Overwegende dat het Hof vervolgens, na een ander bezwaar van belanghebbende ongegrond te hebben bevonden, den bestreden aanslag heeft gehandhaafd;

Overwegende dat belanghebbende tegen deze uitspraak als middelen van cassatie heeft voorgesteld:

Sch. of verk. toep. van art. 1 Zevende U.v.b. IB '41 door te overwegen, dat er voor de Insp. alleen dan een verplichting zou bestaan controle op een aangifte uit te oefenen en de gegevens in de overgelegde bescheiden vermeld te toetsen aan vroegere aangiften en accountantsrapporten, indien er bijzondere omstandigheden zijn, welke reden geven aan de aangifte te twijfelen.

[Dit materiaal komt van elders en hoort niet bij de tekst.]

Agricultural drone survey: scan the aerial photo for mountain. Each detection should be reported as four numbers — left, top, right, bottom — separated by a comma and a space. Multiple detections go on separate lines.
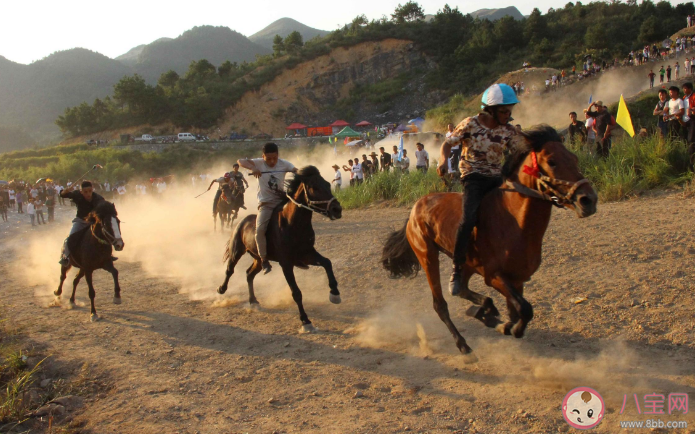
116, 26, 272, 83
249, 18, 330, 50
471, 6, 524, 21
0, 48, 131, 147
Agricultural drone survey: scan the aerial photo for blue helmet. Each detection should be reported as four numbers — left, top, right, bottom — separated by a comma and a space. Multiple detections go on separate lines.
481, 83, 519, 108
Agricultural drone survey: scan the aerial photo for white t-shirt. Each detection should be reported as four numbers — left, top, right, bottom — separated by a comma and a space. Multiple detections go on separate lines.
415, 151, 430, 167
251, 158, 294, 203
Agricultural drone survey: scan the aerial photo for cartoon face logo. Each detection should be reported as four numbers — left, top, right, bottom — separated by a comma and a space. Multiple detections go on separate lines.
562, 387, 605, 429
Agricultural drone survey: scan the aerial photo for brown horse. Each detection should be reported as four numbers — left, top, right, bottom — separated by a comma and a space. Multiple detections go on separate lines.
53, 201, 125, 322
217, 166, 342, 332
382, 126, 597, 354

Schending of verkeerde toepassing van art. 17 ARB door te overwegen; ′dat door belanghebbende geen beroep is gedaan op zodanige bijzondere omstandigheden en het bestaan daarvan ook overigens niet is gebleken′, zulks ten onrechte, daar door de ondergetekende in het beroepschrift is gewezen op het feit, dat de post van f 500 wegens privegebruik auto in voorgaande jaren steeds bij het inkomen is gevoegd, terwijl de post van f 450 voor huishoudelijk gebruik van brandstof, electriciteit en water is genoemd in het rapport van de Rijksaccountantsdienst over het jaar 1953.;

Overwegende dienaangaande:

dat de uitspraak van het Hof, voorzover deze in cassatie bestreden wordt, steunde op de stelling, dat alleen, indien in een bepaald geval er bijzondere omstandigheden zijn, die den Inspecteur aanleiding geven aan de aangifte te twijfelen, voor den Inspecteur de plicht bestaat de door den belastingplichtige overgelegde gegevens met andere stukken te vergelijken;

dat het eerste middel zich richt tegen deze stelling van het Hof;

dat deze stelling in haar algemeenheid aanvaardbaar moge zijn voor zover betreft het opleggen van voorlopige of nadere voorlopige aanslagen, maar zij dit niet is voor zover betreft het opleggen van definitieve aanslagen;

dat voor een belastingplichtige ernstige gevolgen aan het opleggen van een navorderingsaanslag verbonden kunnen zijn en zijn redelijk belang derhalve met zich brengt, dat de Inspecteur alvorens tot het opleggen van een definitieven aanslag over te gaan, de gedane aangifte althans in dien zin aan een onderzoek onderwerpt, dat zij vergeleken wordt met de gegevens, die er in het dossier van den belastingplichtige ter inspectie aanwezig zijn, tot welke gegevens behoren de aangiften en aanslagen over vorige jaren, renseignementen en rapporten door den Rijksaccountantsdienst uitgebracht;

dat de ambtelijke instructie voor de Inspecteurs met betrekking tot de voorbereiding van de aanslagregeling en het onderzoek van de aangiften ook in deze richting wijst;

dat het eerste middel zich dan ook terecht tegen bovenvermelde stelling van het Hof richt en de uitspraak van het Hof niet in stand kan blijven;

dat in verband met het bovenstaande het tweede door belanghebbende voorgedragen middel geen behandeling behoeft;

Vernietigt...

Verwijst...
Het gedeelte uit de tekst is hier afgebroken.